Lo que me impresionó
de aquella historia (aparte de la naturalidad con la que hablaba de una
adicción que se había llevado por delante a tantos amigos suyos) fue su episodio
en una cárcel marroquí. Una de las veces que fue de viaje de negocios, los
propios camellos dieron el chivatazo a la policía y lo trincaron en la frontera. En comisaría le
dieron un laxante y esperaron delante de él a que hiciera efecto. Me contó que
tuvo suerte porque expulsó unas cuantas bellotas de hachís que sumaron unos
cien gramos, por lo que, según la ley dictaba por entonces, solo le
correspondía un mes de talego y no pasarse unos bonitos años perdiendo dientes
y pelo en una cárcel del país vecino. La
perspectiva de pasar un mes en una celda sin jaco no le entusiasmaba, claro,
más bien le tenía pavor, según me contó. Pero acabó bien, me dijo. Cuando
llegué a la cárcel, me senté en el váter y empezaron a sonar golpes secos en el
inodoro. Los moros, me dijo, se volvieron locos, decían: este viene cargado,
este trae lo más grande y metían las manos sin esperar a que acabara. Así que
al final, no me salió tan mal, me decía. Viví bien ese mes en el cárcel gracias
a lo que llevaba dentro. Eso sí, no se lo deseo a nadie, decía. No te imaginas
lo que es un talego marroquí.
Y no, no me lo imagino. Ni quiero.
Tengo muchas historias así: la del chico yonqui (el Negro) que
pedía en el semáforo enfrente de mi casa y nos entretenía con sus
conversaciones truculentas (y probablemente inventadas) y que un buen día dejó
de venir. La del compañero de mili de un amigo que tenía las dos lápidas de sus
hijos tatuadas en la espalda (el Malaguita). La del compañero de mus de taberna
que yendo borracho estuvo a punto de matar a un señor en un atropello y que,
más tarde, se estremecía pensando que podía habérselo llevando para adelante
mientras se tomaba otro whisky y se hacía otro canuto. La del chaval que me
atracó hace treinta años y del que se rumoreaba en el barrio que había violado
a otro chaval con doce años. Hay muchas. De verdad, muchas.

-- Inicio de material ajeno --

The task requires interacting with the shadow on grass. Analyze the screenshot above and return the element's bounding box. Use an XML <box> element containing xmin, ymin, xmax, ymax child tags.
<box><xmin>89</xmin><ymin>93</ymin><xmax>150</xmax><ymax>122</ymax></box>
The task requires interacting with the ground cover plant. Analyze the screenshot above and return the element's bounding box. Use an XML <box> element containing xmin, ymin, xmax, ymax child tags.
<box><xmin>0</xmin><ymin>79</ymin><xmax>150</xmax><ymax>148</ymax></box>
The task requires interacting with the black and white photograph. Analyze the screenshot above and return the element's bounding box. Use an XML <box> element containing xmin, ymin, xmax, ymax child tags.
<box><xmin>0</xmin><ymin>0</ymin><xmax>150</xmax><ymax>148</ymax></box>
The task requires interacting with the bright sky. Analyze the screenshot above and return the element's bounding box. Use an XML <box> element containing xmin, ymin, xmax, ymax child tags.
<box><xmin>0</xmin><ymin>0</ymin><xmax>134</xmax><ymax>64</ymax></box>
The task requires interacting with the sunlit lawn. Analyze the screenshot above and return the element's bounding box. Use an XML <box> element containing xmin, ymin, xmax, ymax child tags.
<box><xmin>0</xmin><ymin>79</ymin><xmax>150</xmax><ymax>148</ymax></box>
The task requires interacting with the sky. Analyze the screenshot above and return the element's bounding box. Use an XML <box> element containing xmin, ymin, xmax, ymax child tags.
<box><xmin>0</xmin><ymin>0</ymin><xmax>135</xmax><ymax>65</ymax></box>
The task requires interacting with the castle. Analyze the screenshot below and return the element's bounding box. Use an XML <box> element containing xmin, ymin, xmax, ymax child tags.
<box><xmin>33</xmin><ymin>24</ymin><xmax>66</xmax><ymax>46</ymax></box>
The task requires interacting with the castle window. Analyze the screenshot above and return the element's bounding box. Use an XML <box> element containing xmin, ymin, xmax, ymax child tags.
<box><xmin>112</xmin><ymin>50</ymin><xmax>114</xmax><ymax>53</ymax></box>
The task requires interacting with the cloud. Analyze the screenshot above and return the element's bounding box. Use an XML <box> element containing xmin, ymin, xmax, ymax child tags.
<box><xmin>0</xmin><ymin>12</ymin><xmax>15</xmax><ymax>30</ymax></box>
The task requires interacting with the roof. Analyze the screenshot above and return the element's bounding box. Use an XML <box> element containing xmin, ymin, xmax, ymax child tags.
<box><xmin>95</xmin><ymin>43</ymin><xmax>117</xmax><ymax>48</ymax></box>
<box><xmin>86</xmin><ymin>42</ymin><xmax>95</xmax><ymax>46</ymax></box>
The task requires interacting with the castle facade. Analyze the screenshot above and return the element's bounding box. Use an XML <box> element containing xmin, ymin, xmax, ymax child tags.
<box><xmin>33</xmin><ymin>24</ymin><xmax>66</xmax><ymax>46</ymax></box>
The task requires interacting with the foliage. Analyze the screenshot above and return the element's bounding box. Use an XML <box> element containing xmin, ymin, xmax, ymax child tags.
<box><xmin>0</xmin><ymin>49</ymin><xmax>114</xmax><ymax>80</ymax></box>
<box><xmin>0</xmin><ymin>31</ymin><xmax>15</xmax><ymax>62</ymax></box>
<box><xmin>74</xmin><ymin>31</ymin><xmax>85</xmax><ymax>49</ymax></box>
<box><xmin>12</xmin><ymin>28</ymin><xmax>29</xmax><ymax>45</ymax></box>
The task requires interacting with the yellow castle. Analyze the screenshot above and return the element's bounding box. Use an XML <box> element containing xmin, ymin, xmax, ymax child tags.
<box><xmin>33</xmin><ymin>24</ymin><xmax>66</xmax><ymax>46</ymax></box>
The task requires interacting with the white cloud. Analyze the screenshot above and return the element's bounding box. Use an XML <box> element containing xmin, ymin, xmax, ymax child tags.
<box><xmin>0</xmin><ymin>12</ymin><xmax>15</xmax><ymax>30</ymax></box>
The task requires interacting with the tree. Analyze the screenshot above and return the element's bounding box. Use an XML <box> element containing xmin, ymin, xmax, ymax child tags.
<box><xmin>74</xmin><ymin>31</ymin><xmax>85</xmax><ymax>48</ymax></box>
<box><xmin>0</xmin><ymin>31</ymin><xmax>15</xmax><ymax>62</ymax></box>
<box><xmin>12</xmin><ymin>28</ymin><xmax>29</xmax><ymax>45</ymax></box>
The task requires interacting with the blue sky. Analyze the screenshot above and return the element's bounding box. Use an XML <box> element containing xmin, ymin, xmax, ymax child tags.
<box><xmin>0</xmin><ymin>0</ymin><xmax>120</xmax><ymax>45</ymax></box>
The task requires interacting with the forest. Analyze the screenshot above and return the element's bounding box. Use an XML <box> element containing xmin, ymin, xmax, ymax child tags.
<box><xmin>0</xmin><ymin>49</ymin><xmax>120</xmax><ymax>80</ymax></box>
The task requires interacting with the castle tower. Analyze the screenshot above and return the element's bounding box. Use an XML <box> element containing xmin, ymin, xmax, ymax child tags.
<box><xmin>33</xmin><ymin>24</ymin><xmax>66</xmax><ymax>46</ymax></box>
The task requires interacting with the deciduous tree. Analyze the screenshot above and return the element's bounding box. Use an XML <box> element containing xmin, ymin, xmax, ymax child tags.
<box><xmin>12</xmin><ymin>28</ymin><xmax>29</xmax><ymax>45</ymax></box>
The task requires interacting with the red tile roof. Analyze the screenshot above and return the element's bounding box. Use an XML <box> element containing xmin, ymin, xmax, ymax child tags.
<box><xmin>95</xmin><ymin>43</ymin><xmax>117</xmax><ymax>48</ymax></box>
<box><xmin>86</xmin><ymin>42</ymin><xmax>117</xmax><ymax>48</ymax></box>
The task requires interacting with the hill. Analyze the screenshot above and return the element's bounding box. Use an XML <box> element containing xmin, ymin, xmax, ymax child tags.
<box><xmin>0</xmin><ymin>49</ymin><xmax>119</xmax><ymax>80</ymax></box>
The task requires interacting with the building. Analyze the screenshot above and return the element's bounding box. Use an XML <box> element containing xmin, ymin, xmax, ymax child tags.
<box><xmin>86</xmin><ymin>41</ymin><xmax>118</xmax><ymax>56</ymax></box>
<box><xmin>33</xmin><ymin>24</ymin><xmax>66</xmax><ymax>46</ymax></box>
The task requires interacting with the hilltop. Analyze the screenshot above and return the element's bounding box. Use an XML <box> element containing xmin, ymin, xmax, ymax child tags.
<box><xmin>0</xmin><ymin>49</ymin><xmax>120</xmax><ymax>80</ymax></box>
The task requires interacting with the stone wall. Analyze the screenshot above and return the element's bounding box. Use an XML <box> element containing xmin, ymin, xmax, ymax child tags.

Todas forman parte del mundo en el que me crié y en el que
maduré. Un mundo hoy en día tan ajeno que incluso da pudor contarlo. Pero así
era. Todos los días iba con miedo al instituto. Todos. Me atracaron varias
veces de camino a clase. Y, a veces, nos poníamos chulos y decíamos que nones,
que si querían el reloj, pues a las malas y a hostias. Tomábamos cervezas de
litro cuando faltábamos a clase (no eran muchas veces, pero algunas sí, y eso
que todos en la pandilla del instituto éramos buenos estudiantes) y
filosofábamos. No percibíamos el barrio como un lugar especialmente amenazador
aunque lo fuera. Era nuestro territorio. En los descampados con jeringuillas
los nenes también jugaban al fútbol.
A veces me pregunto qué queda de todo eso dentro de mí,
sobre todo ahora que los quedamos de aquella pandilla de instituto vivimos en
barrios mejores y hemos conseguido coger el último viaje que había del ascensor social. Y tiendo a pensar que más de lo que me gustaría. Ahora que la
cultura me permite comportarme de forma socialmente aceptable en casi cualquier
situación, en el fondo, en el fondo de verdad, el chaval aquel, listo pero de
barrio, sigue estando ahí.
Tengo que dejarles ahora. Lacan me espera en la estantería y ya saben ustedes lo absorbente que puede llegar a ser su obra. Y más tarde tengo un curso de fotografía gastronómica. Estoy verdaderamente ocupado.